Easy Garlic Chicken with Veggies for Quick Meals
If you’re looking for a quick, delicious meal that combines wholesome ingredients with bold flavors, this Garlic Chicken with Veggies recipe is exactly what you need. Packed with tender, juicy chicken and vibrant vegetables sautéed in fragrant garlic, this dish makes dinner exciting and nutritious in under 30 minutes. Whether you’re a busy professional, a beginner cook, or simply craving something satisfying without the fuss, this recipe delivers on taste and ease, making it a staple for any weeknight meal.
Why You’ll Love This Recipe
- Simple ingredients: Uses common pantry and fridge staples that are fresh and easy to find.
- Quick to prepare: Ready in under 30 minutes, perfect for busy schedules.
- Healthy and balanced: Combines lean protein with colorful vegetables for a nutrient-rich meal.
- Versatile flavors: The garlic adds a rich, aromatic depth that enhances every bite.
- One-pan cleanup: Cooking the chicken and veggies together keeps it convenient and mess-free.
Ingredients You’ll Need
These straightforward yet flavorful ingredients come together effortlessly, each contributing to the taste, texture, and beautiful presentation of this Garlic Chicken with Veggies dish.
- Chicken breasts: Boneless and skinless, they cook quickly and stay tender.
- Fresh garlic cloves: Adds a bold, aromatic flavor that infuses the whole dish.
- Colorful bell peppers: Provide a sweet crunch and vibrant color contrast.
- Broccoli florets: Offer a hearty texture and a nutritional boost with fiber and vitamins.
- Carrots: Add natural sweetness and a pop of orange to the plate.
- Olive oil: For sautéing, supplying healthy fats and helping to bring flavors together.
- Low-sodium soy sauce: Gives a savory umami punch without overpowering the garlic.
- Fresh parsley or basil: For finishing, lending freshness and a hint of herbal aroma.
- Salt and pepper: Essential for seasoning and enhancing overall taste.
Variations for Garlic Chicken with Veggies
This recipe is wonderfully adaptable, encouraging you to personalize it depending on what you have on hand or dietary preferences. Feel free to experiment with these variations to keep things exciting.
- Protein swap: Use chicken thighs instead for juicier, more flavorful meat.
- Veggie twist: Add mushrooms, zucchini, or snap peas for extra texture and nutrition.
- Spice it up: Toss in red pepper flakes or a splash of hot sauce for a kick.
- Make it gluten-free: Substitute soy sauce with tamari or coconut aminos without losing flavor.
- Use fresh herbs: Experiment with thyme, rosemary, or cilantro for variations in aroma.
How to Make Garlic Chicken with Veggies
Step 1: Prep the Ingredients
Start by slicing the chicken breasts into bite-sized pieces to ensure quick, even cooking. Peel and mince the garlic finely to release its full flavor. Wash and chop the vegetables—bell peppers into thin strips, broccoli into small florets, and carrots into thin slices or matchsticks for easy cooking.
Step 2: Cook the Chicken
Heat olive oil in a large skillet over medium-high heat. Add the chicken pieces, season lightly with salt and pepper, and sauté until golden brown on all sides and cooked through, about 5-7 minutes. Remove the chicken from the pan and set it aside to keep warm.
Step 3: Sauté the Veggies
In the same skillet, add a little more olive oil if needed. Toss in the minced garlic and sauté for about 30 seconds until fragrant but not browned. Add the broccoli, carrots, and bell peppers, stirring frequently. Cook until the vegetables are tender-crisp, about 5-6 minutes, retaining their bright colors and crunch.

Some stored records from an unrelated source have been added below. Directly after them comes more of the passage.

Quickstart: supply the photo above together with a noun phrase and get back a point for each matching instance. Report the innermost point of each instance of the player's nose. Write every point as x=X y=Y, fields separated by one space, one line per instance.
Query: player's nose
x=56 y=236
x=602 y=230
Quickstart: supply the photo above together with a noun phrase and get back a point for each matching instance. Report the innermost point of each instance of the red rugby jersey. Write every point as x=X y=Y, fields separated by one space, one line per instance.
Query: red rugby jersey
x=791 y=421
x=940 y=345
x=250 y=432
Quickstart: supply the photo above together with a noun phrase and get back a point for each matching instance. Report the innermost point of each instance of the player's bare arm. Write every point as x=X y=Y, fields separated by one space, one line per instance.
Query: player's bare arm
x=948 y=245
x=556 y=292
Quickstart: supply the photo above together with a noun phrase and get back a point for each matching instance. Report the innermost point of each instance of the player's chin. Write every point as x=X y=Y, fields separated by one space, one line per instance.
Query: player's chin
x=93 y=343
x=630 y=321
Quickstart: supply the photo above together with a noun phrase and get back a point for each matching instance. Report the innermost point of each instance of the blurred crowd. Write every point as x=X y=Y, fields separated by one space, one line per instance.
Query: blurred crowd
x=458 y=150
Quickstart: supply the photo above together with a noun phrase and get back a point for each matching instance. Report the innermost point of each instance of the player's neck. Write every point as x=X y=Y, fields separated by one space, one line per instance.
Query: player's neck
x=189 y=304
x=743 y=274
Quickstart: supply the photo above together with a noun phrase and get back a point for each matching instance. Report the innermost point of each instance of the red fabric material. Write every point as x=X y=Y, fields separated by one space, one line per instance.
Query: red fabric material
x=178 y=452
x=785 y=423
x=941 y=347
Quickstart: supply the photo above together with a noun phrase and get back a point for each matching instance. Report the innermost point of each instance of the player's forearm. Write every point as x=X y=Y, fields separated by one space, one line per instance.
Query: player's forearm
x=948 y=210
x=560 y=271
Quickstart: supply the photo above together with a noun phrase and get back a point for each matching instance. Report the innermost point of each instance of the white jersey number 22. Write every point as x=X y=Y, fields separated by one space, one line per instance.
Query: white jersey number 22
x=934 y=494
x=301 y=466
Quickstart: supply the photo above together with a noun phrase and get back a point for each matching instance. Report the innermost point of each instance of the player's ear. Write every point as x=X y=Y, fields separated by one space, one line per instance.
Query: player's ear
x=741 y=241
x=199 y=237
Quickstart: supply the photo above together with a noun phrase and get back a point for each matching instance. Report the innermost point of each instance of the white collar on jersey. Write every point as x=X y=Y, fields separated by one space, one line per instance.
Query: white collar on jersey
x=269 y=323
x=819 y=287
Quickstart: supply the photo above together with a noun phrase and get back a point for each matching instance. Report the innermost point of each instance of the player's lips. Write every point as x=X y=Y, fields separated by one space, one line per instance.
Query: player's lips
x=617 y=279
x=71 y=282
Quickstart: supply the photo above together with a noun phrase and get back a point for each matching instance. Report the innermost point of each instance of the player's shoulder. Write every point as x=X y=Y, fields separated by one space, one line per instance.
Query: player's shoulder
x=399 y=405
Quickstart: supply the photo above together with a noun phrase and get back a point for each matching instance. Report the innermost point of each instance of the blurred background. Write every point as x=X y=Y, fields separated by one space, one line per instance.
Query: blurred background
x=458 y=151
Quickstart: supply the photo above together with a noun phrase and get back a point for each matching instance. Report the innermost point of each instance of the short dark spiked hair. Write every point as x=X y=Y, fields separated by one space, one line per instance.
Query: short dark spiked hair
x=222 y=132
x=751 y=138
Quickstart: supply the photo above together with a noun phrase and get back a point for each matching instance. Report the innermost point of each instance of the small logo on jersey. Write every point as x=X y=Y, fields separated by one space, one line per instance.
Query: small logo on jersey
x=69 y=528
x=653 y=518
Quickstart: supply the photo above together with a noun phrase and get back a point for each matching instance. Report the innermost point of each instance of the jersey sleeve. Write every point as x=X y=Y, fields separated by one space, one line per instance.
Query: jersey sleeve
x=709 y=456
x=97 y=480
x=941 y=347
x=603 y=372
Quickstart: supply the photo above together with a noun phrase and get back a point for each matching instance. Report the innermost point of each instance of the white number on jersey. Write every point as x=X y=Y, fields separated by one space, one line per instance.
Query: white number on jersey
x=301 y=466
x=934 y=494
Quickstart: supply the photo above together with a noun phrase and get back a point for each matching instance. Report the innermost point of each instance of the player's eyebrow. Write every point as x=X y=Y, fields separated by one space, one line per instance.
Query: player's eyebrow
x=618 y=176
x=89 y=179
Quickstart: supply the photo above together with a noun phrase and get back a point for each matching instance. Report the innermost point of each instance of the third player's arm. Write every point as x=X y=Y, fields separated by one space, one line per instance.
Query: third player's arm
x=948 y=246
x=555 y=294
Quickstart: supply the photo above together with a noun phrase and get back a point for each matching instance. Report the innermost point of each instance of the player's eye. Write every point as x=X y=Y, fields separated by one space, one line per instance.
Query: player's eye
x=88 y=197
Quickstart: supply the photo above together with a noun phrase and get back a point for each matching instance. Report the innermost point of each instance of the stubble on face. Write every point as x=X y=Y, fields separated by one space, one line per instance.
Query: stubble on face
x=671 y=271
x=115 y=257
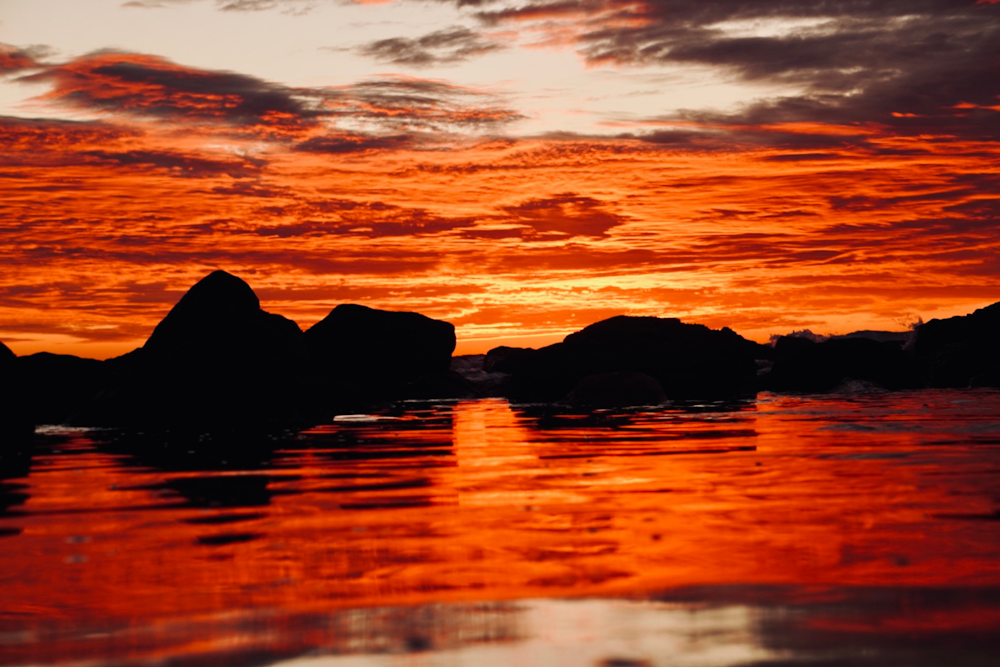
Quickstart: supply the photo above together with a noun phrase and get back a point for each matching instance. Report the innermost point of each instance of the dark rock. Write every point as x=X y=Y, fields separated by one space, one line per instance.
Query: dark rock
x=508 y=359
x=483 y=383
x=215 y=359
x=379 y=352
x=688 y=360
x=803 y=366
x=960 y=351
x=16 y=423
x=439 y=385
x=617 y=390
x=57 y=386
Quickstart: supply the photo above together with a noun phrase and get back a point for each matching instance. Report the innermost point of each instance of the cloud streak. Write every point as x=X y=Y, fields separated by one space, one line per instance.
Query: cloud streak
x=441 y=47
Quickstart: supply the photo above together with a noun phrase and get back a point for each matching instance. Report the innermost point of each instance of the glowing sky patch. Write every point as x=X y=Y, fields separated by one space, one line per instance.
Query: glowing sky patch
x=518 y=169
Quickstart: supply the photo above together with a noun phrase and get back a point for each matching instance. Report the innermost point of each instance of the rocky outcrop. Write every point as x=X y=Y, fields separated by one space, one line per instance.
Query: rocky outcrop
x=689 y=361
x=16 y=423
x=960 y=351
x=58 y=386
x=805 y=366
x=616 y=390
x=377 y=353
x=215 y=359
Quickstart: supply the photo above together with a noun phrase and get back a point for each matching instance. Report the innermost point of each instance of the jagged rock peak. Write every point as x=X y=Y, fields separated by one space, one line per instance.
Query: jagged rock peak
x=218 y=298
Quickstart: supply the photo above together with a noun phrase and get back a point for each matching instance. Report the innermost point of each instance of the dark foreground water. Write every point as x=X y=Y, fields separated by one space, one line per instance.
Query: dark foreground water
x=850 y=530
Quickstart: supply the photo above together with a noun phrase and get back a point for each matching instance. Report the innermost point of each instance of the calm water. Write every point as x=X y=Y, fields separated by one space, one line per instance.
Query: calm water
x=789 y=530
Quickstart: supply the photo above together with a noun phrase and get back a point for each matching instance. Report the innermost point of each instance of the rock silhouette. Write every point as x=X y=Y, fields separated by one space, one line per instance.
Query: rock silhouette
x=690 y=361
x=215 y=359
x=16 y=423
x=960 y=351
x=379 y=352
x=804 y=366
x=616 y=390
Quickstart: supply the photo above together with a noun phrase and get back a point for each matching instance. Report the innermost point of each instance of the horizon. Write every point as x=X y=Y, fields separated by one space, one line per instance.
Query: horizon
x=518 y=168
x=465 y=350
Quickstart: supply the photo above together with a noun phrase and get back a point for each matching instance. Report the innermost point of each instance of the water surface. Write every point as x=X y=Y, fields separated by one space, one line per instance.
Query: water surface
x=838 y=530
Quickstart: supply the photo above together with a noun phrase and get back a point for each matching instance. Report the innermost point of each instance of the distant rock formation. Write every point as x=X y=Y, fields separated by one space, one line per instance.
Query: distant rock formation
x=804 y=366
x=58 y=386
x=621 y=389
x=16 y=423
x=380 y=352
x=215 y=359
x=689 y=361
x=960 y=351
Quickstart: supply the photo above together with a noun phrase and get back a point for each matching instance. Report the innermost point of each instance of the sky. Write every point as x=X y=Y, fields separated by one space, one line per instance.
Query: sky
x=520 y=168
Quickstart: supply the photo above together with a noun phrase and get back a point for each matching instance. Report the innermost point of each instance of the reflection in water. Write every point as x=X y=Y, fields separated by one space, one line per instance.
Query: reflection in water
x=848 y=530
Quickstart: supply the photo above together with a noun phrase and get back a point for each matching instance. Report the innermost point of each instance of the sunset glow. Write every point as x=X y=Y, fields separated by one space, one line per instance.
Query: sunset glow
x=519 y=170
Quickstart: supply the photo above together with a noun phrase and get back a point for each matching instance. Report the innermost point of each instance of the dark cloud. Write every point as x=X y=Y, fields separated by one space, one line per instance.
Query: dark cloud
x=442 y=47
x=30 y=136
x=354 y=142
x=915 y=66
x=185 y=165
x=152 y=87
x=412 y=103
x=563 y=216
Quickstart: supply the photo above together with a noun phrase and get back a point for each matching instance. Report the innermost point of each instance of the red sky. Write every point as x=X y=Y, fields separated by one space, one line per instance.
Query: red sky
x=787 y=165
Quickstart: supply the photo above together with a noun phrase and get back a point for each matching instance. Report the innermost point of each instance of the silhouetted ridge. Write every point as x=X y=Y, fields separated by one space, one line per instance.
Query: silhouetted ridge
x=802 y=365
x=687 y=360
x=215 y=359
x=960 y=351
x=380 y=351
x=217 y=305
x=16 y=422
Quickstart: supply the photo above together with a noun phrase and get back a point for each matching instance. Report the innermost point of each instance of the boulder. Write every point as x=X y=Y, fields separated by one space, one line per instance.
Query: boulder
x=16 y=424
x=804 y=366
x=216 y=359
x=690 y=361
x=508 y=360
x=960 y=351
x=57 y=386
x=617 y=390
x=377 y=353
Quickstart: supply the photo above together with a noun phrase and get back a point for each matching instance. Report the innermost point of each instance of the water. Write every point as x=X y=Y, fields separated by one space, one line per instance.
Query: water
x=850 y=530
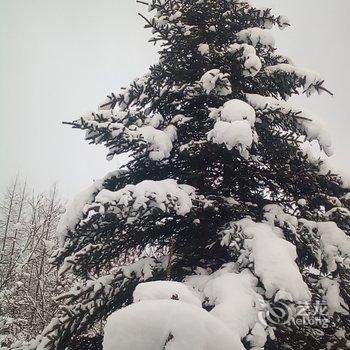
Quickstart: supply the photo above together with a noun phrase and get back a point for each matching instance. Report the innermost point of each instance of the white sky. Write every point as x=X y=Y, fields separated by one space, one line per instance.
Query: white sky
x=59 y=59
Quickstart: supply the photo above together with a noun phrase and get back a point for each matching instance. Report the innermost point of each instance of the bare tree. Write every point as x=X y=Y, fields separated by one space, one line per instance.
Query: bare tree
x=27 y=281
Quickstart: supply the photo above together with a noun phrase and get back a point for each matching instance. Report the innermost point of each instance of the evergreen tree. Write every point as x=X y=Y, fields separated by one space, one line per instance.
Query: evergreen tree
x=228 y=187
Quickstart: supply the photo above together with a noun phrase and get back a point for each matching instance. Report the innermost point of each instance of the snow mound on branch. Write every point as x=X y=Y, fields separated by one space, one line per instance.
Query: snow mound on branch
x=215 y=81
x=249 y=58
x=255 y=36
x=75 y=209
x=313 y=127
x=167 y=324
x=273 y=258
x=148 y=193
x=311 y=80
x=234 y=110
x=235 y=298
x=237 y=133
x=159 y=290
x=335 y=244
x=160 y=141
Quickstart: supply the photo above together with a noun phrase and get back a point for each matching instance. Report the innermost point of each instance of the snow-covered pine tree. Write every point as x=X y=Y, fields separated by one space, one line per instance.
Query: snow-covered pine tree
x=228 y=191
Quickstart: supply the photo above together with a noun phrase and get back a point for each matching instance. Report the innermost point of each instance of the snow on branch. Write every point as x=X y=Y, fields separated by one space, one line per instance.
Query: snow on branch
x=310 y=81
x=273 y=258
x=102 y=296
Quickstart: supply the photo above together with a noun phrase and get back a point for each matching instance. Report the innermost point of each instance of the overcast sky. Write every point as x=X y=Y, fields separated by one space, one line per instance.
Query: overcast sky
x=60 y=58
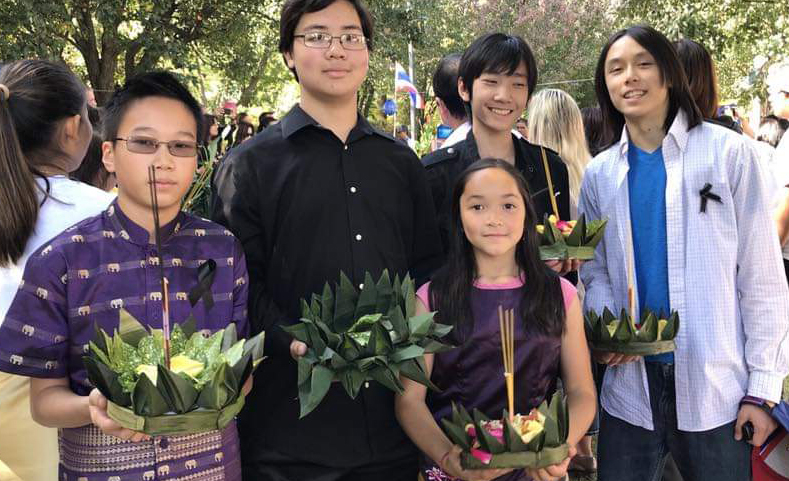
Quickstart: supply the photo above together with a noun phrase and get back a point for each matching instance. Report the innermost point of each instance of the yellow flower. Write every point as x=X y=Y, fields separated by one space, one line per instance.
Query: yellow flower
x=661 y=325
x=186 y=365
x=149 y=370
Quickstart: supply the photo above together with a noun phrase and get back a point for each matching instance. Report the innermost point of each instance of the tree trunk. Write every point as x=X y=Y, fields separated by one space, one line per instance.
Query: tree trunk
x=251 y=86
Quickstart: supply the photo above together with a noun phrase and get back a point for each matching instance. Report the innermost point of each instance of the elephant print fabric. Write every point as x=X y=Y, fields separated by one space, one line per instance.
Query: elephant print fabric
x=109 y=266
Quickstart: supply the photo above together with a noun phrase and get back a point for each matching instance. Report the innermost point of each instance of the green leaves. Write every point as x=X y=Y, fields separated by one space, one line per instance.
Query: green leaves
x=354 y=337
x=580 y=243
x=503 y=440
x=612 y=334
x=112 y=364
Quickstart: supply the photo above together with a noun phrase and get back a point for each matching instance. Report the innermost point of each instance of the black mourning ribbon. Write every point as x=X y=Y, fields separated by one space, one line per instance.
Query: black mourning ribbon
x=706 y=195
x=205 y=278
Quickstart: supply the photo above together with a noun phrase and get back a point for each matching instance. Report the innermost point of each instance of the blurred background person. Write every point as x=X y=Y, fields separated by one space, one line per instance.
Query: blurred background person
x=45 y=132
x=555 y=122
x=450 y=105
x=522 y=126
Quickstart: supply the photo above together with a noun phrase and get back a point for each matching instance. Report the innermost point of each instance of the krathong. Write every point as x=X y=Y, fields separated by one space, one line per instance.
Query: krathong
x=200 y=391
x=575 y=239
x=359 y=336
x=536 y=440
x=654 y=335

Step 4: Combine and Season
Return the cooked chicken to the skillet with the veggies. Drizzle the soy sauce evenly over the mixture and toss everything together, allowing the flavors to meld for 2-3 minutes. Taste and adjust seasoning with salt and pepper as needed.
Step 5: Garnish and Serve
Remove from heat and sprinkle fresh parsley or basil on top. Serve hot for a quick, wholesome meal that’s visually appealing and bursting with flavor.
Pro Tips for Making Garlic Chicken with Veggies
- Use fresh garlic: Freshly minced garlic offers more vibrant flavor than pre-minced or powdered options.
- Don’t overcrowd the pan: Cook chicken and veggies in batches if necessary for even browning and texture.
- Pre-cut veggies: Use pre-washed and pre-cut veggies to save time, especially on busy days.
- Rest the chicken: Allowing the chicken to sit a few minutes after cooking keeps it tender and juicy.
- Adjust soy sauce: Start with less and add more gradually to avoid overpowering the garlic flavor.
How to Serve Garlic Chicken with Veggies
Garnishes
A sprinkle of fresh parsley or basil brightens the dish and adds a lovely herbal note that complements the garlic’s richness beautifully.
Side Dishes
This dish pairs wonderfully with fluffy steamed rice, cauliflower rice for a low-carb option, or even a warm crusty bread to soak up the flavorful juices.
Creative Ways to Present
Serve the Garlic Chicken with Veggies in colorful bowls or on a large platter family-style for a welcoming atmosphere. For a fun twist, nestle the chicken and veggies inside lettuce cups or tortillas for a handheld delight.
Make Ahead and Storage
Storing Leftovers
Transfer leftovers into airtight containers and refrigerate within two hours of cooking. They will stay fresh for up to 3 days, making for easy next-day meals.
Freezing
This dish freezes well. Portion into freezer-safe containers and freeze for up to 2 months. Thaw overnight in the fridge before reheating to maintain the best texture.
Reheating
Reheat in a skillet over medium heat, stirring occasionally to maintain tenderness without drying out, or microwave on medium power in short bursts for even heating.
FAQs
Can I use chicken thighs instead of breasts?
Absolutely! Chicken thighs add more richness and tend to stay juicier during cooking, making them a delicious alternative.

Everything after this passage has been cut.